Guernesey, 6 décembre 1855, lundi midi
J’espère, mon cher petit homme, que tu ne me retrancheras pas mon vendredi demain ? À cette condition je te permets de bâfrera et de Télékiner [1] aujourd’hui à gorge déployée. S’il te reste un peu de temps et de bonne humeur, tu seras bien gentil de me le donner d’ici-là pour m’en faire un peu de joie. Quant aux logis, il faudrait avoir le courage de prendre une bonne demie journée tout entière pour les chercher et pour les voir [2]. Autrement, c’est une quasi peine perdue que de se mettre en campagne à la nuit tombante. Du reste, rien ne presserait si ce n’était la gêne que cela te cause pour ton travail. Tout à l’heure la pauvre petite Mme Préveraud me remerciait en pleurant de l’aide que je lui avais apportée dans tous les tristes embarras qui venaient de l’assaillir [3]. Elle s’en exagère l’importance car c’est Suzanne seule qui a été la CHENILLE OUVRIÈRE dans toutes ces allées et venues. Quant à moi, j’ai dû me borner, par obéissance à tes ordres, à n’être qu’une consolatrice inactive. J’espère pour ces bonnes petites gens que leur frère et leur sœur arriveront samedi. Jusque-là il est bon que notre présence soutienne leur courage.

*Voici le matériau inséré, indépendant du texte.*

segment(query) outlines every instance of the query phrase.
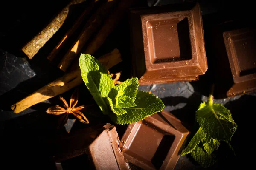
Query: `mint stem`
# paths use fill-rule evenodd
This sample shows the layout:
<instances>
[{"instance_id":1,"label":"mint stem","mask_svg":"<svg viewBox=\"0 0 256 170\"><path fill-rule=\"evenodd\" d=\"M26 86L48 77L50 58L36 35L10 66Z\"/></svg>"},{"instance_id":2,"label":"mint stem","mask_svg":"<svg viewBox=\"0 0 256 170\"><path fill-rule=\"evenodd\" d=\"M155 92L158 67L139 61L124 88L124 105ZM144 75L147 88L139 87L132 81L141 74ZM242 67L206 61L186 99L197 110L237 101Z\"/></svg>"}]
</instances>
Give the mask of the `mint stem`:
<instances>
[{"instance_id":1,"label":"mint stem","mask_svg":"<svg viewBox=\"0 0 256 170\"><path fill-rule=\"evenodd\" d=\"M214 84L212 85L211 92L209 95L207 103L209 105L212 106L213 104L213 92L214 91Z\"/></svg>"}]
</instances>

Dites-donc, vieux chinois, tâchez de revenir tout de suite quitte à laisser languir un peu vos CORRESPONDANTES. Pouah, quelle fumée ! c’est à se sauver d’un bond jusqu’au plus haut du plus HAUTEVILLE... HOUSE [4]. Baisez-moi bien vite et revenez encore plus vite. Je vous aime qu’on vous dit.
Juliette
BnF, Mss, NAF 16376, f. 392-393
Transcription de Magali Vaugier assistée de Guy Rosa
a) « baffrer ».
b) « apporté ».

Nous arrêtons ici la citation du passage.